Before ‘Decade,’ which gathered songs from Young’s early days with Buffalo Springfield through his most recent solo album, compilations were basically greatest-hits sets that collected a dozen or so of an artist’s most popular cuts. The ‘Decade’ set wanted to tell a story. In essence, it’s a musical biography.
Starting with ‘Down to the Wire,’ a previously unreleased Buffalo Springfield song (how many best-of albums do that?), ‘Decade’ traced Young’s development over his first 10 years. In addition to key album tracks (‘Down by the River,’ ‘Cortez the Killer’) and singles (‘Cinnamon Girl,’ ‘Heart of Gold’), the album included songs Young recorded with both Crazy Horse and Crosby, Stills & Nash, live tracks and several unreleased songs and mixes.

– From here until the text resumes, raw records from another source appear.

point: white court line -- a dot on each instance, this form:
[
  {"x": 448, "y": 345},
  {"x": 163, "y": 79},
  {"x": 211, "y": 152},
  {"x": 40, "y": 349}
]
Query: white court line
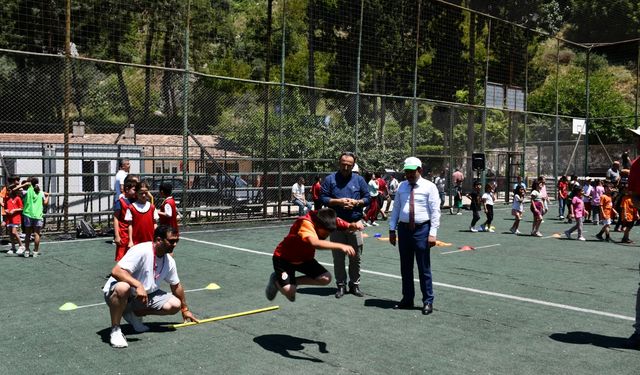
[
  {"x": 476, "y": 248},
  {"x": 472, "y": 290}
]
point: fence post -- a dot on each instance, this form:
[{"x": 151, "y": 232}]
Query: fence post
[
  {"x": 484, "y": 112},
  {"x": 414, "y": 127},
  {"x": 67, "y": 109},
  {"x": 185, "y": 129},
  {"x": 358, "y": 77}
]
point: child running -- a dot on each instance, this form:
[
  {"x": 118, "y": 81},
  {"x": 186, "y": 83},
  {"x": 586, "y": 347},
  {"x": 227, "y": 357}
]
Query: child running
[
  {"x": 577, "y": 210},
  {"x": 517, "y": 208},
  {"x": 13, "y": 211},
  {"x": 474, "y": 196},
  {"x": 487, "y": 203},
  {"x": 142, "y": 215},
  {"x": 120, "y": 224},
  {"x": 168, "y": 210},
  {"x": 628, "y": 213},
  {"x": 296, "y": 252},
  {"x": 457, "y": 198},
  {"x": 33, "y": 215},
  {"x": 537, "y": 207},
  {"x": 606, "y": 213}
]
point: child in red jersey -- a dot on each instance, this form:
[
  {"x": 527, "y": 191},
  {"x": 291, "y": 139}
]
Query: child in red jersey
[
  {"x": 120, "y": 224},
  {"x": 296, "y": 252},
  {"x": 13, "y": 210},
  {"x": 142, "y": 215},
  {"x": 168, "y": 211}
]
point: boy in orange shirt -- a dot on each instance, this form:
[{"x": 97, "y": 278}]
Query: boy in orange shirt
[
  {"x": 607, "y": 213},
  {"x": 628, "y": 213},
  {"x": 297, "y": 250}
]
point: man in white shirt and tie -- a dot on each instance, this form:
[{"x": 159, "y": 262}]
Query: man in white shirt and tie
[{"x": 416, "y": 218}]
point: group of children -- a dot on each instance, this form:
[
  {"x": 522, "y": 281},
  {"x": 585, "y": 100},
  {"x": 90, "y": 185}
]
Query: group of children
[
  {"x": 23, "y": 207},
  {"x": 135, "y": 217},
  {"x": 600, "y": 202}
]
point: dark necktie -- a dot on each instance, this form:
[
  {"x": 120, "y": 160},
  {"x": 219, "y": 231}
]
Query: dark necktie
[{"x": 412, "y": 210}]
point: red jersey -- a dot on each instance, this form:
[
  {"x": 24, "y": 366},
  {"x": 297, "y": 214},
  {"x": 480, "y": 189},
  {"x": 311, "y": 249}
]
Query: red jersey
[
  {"x": 382, "y": 187},
  {"x": 12, "y": 204},
  {"x": 295, "y": 247},
  {"x": 143, "y": 224},
  {"x": 315, "y": 191},
  {"x": 171, "y": 221}
]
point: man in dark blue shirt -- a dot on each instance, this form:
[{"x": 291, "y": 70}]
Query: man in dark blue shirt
[{"x": 347, "y": 193}]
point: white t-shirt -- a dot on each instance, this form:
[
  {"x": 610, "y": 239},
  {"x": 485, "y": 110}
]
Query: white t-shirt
[
  {"x": 518, "y": 203},
  {"x": 297, "y": 191},
  {"x": 139, "y": 261},
  {"x": 488, "y": 198},
  {"x": 142, "y": 209}
]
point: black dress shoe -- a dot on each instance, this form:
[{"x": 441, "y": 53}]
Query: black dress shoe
[
  {"x": 403, "y": 305},
  {"x": 355, "y": 290},
  {"x": 427, "y": 309}
]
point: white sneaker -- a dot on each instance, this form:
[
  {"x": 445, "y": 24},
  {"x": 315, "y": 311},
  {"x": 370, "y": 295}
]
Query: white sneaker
[
  {"x": 272, "y": 289},
  {"x": 117, "y": 339},
  {"x": 135, "y": 321}
]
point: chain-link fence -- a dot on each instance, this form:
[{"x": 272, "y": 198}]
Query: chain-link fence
[{"x": 231, "y": 104}]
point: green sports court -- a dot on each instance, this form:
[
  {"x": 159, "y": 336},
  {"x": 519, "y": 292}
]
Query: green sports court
[{"x": 514, "y": 305}]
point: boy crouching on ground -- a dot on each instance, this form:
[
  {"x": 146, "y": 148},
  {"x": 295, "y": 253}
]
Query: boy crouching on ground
[{"x": 296, "y": 252}]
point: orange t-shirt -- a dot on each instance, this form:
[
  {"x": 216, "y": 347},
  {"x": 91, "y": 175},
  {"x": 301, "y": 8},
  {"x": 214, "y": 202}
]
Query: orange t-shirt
[
  {"x": 606, "y": 206},
  {"x": 629, "y": 212}
]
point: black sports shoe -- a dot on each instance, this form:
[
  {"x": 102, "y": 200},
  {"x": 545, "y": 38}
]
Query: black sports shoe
[
  {"x": 355, "y": 290},
  {"x": 272, "y": 289},
  {"x": 341, "y": 291}
]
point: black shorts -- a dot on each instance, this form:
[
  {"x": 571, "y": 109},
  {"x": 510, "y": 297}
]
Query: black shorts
[{"x": 285, "y": 271}]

‘Decade’ remains Young’s sturdiest compilation, even though it covers less than a quarter of his career. Some of the songs aren’t available anywhere else, like a live B-side version of ‘Sugar Mountain,’ an edited ‘Soldier’ (from the otherwise dismal ‘Journey Through the Past’) and a more scorching take of the ‘American Stars ‘N Bars’’ favorite, ‘Like a Hurricane.’
Young handpicked the songs included on ‘Decade,’ which, for the most part, chronicled every step of his career at that point (all but a couple of his solo albums were represented). His current ‘Archives’ series – which so far has yielded only one collection that stops at 1972 – will eventually replace ‘Decade’ as Young’s definitive history. But for 30 years it’s served as the most meticulous document of his most fertile period.